Dias virão em que não ficará pedra sobre pedra. Tudo será destruído” (Lc 21,6). Essas palavras se referem à destruição
do Templo de Jerusalém, algo impensável para as pessoas na época de Jesus! Ora,
que os impérios humanos sejam destruídos, isso pode até nos deixar assustados,
mas, afinal de contas, são construções “humanas”. Agora, que Deus permita que
até mesmo o Templo em que Ele habita seja destruído, isso nos deixa perplexos!
Se até mesmo aquilo que julgamos ser divino pode ser destruído, em quê ou em
quem podemos confiar o nosso destino?
A princípio, essa afirmação de Jesus – “Tudo será
destruído” – serviria apenas para aumentar ainda mais a nossa angústia, a nossa
ansiedade, o nosso medo em relação ao futuro. Mas o que Jesus quer é que nós
estejamos abertos à vida, e a vida muda constantemente. A vida é dinâmica; Deus
é dinâmico. Até mesmo a nossa rotina, que parece ser a mesma, está inserida num
movimento, num desígnio maior, que é o plano de Deus. O Deus que intervirá de
maneira definitiva no fim dos tempos, está intervindo todos os dias na história
humana. Ele tem um propósito para cada um de nós, para toda a humanidade. Todos
os acontecimentos tendem para um desfecho. Se Deus permite que algo muito
precioso para nós seja destruído, não é porque Ele não nos ama ou seja
indiferente ao que nos acontece, mas porque seus desígnios ultrapassam a nossa
compreensão presente e projetam a nossa vida para um futuro que o próprio Deus
está nos preparando.
A Terra não é o Céu. Este mundo desigual, injusto e
cheio de sofrimento não é o mundo que Deus criou e que deseja para nós. O
horizonte de toda linguagem apocalíptica aponta para uma promessa de Deus: “O
que nós esperamos, de acordo com a sua promessa, são novos céus e uma nova
terra, onde habitará a justiça” (2Pd 3,13). No horizonte da nossa existência
está uma vida sem injustiça, sem maldade, sem dor, sem destruição, sem morte.

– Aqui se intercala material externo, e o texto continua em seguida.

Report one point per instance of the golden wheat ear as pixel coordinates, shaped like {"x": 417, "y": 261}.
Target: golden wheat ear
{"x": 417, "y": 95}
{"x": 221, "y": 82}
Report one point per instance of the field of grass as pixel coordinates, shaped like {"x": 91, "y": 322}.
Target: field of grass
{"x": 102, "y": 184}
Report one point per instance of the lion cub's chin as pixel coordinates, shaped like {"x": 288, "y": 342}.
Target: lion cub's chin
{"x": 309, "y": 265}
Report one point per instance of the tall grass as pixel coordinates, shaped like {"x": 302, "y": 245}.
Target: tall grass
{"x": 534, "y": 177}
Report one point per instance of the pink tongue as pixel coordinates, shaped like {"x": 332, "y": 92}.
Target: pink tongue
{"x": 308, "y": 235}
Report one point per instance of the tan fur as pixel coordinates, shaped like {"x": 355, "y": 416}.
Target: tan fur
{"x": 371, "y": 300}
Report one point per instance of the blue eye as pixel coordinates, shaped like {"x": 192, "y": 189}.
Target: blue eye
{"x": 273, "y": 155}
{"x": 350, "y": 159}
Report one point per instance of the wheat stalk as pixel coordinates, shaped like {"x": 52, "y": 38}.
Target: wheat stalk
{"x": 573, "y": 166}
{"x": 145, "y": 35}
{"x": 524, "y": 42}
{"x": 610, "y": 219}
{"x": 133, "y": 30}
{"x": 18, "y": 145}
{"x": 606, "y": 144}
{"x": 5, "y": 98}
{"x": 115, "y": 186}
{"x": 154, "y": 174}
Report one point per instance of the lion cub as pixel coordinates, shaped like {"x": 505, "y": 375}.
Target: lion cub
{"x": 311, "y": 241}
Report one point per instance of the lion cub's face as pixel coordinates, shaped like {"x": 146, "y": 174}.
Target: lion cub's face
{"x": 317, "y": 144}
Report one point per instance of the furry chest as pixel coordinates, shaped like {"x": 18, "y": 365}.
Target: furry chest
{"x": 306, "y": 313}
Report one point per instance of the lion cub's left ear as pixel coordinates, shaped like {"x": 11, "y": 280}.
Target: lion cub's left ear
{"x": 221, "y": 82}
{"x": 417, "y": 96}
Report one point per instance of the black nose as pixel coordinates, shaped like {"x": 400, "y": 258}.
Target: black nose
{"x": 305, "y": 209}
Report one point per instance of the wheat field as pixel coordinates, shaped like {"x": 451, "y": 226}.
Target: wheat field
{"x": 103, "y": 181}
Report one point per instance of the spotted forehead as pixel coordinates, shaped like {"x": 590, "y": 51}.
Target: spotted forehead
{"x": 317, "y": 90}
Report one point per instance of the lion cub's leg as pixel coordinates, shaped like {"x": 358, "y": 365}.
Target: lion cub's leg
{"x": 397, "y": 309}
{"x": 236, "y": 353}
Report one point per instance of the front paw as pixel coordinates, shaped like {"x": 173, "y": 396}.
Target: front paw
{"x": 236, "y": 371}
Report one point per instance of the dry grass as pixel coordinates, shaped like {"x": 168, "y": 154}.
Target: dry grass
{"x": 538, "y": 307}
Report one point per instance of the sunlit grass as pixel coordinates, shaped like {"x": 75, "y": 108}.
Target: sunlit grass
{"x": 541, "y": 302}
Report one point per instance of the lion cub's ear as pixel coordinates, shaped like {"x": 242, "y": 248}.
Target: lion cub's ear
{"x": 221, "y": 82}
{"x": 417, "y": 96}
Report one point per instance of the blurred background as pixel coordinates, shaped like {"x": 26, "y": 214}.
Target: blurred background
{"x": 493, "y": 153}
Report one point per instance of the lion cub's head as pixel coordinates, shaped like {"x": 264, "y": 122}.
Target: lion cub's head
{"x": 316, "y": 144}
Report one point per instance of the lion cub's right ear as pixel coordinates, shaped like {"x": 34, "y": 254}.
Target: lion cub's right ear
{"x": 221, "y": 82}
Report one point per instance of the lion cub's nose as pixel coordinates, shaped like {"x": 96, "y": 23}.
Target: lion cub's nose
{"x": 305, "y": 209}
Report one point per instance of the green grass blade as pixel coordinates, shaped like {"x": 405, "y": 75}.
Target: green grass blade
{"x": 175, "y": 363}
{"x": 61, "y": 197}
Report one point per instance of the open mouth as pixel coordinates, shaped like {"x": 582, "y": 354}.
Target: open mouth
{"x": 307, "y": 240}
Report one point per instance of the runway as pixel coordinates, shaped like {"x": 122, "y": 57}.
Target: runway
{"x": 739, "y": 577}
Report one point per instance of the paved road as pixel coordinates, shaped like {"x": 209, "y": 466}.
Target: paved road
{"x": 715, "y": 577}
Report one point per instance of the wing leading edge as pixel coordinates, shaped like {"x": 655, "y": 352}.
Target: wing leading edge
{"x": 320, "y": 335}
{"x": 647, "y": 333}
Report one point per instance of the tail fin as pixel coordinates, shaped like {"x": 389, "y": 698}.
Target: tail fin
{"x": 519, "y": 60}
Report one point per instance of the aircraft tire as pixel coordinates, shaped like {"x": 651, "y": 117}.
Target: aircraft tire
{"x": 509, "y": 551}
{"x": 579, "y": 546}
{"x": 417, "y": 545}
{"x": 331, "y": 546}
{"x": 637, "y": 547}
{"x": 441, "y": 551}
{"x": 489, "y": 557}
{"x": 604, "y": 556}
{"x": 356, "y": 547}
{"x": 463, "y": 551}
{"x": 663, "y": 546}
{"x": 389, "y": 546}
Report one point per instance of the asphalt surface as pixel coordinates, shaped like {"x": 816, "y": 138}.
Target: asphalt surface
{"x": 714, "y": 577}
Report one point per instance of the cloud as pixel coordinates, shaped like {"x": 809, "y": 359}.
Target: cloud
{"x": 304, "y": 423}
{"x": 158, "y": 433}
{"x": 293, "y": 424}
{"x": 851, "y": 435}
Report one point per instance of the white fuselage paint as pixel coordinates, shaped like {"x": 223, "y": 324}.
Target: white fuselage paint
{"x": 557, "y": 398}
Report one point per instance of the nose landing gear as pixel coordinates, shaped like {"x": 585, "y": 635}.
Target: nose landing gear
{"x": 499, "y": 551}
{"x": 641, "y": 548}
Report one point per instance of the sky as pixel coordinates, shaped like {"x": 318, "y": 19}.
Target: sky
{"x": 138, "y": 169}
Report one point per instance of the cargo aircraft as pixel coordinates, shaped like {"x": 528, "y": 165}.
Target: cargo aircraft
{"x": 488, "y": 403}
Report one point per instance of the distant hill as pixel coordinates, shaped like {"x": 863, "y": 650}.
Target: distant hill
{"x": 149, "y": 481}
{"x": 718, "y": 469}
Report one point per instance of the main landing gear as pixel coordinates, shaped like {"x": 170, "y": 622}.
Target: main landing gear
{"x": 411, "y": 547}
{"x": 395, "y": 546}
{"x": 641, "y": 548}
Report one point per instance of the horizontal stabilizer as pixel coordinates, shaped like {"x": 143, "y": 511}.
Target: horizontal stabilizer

Mas nós vivemos no “ainda não”. Ainda temos que viver em um mundo marcado por
dores e sofrimentos. Essa é a época em que cada um de nós foi chamado a viver e
a dar testemunho da sua fé e da sua esperança em Cristo: “Esta será a
ocasião em que testemunhareis a vossa fé” (Lc 21,13). Exatamente num
contexto de forte individualismo, de indiferença, de descaso para com a vida
alheia, de maldade, dor e sofrimento é que devemos testemunhar a nossa fé.
Mas qual é a nossa fé? É a certeza de que nenhum
fio de cabelo cairá da nossa cabeça sem o consentimento do Pai. Tudo o que Ele
permitir que seja modificado ou até mesmo destruído em nossa vida, acontecerá
apenas porque Ele tem um desígnio maior a nosso respeito. Por isso, diante de
cada perda, de cada dor, de cada acontecimento aparentemente absurdo e sem
sentido, nós pediremos confiantemente: “Venha a nós o vosso Reino! Seja feita a
vossa vontade!”. Diante de cada plano nosso desfeito e da pretensão humana
daqueles que julgam serem os donos do mundo, decidindo os rumos da humanidade,
nós proclamaremos: “O Senhor desfaz os planos das nações e os projetos que os
povos se propõem. Mas os desígnios do Senhor são para sempre, e os pensamentos
que ele traz no coração, de geração em geração vão perdurar” (Sl 33,10-11).
Guardemos no coração essas palavras de Jesus: “É
permanecendo firmes que ireis ganhar a vida!” (Lc 21,19). Permaneçamos firmes,
cuidando daquilo que a vida está pedindo para cuidarmos, neste momento. Permaneçamos
firmes na fé, na esperança e na caridade. Permaneçamos firmes no bem que somos
chamados a fazer, enquanto aguardamos o nosso Salvador, o Senhor Jesus Cristo.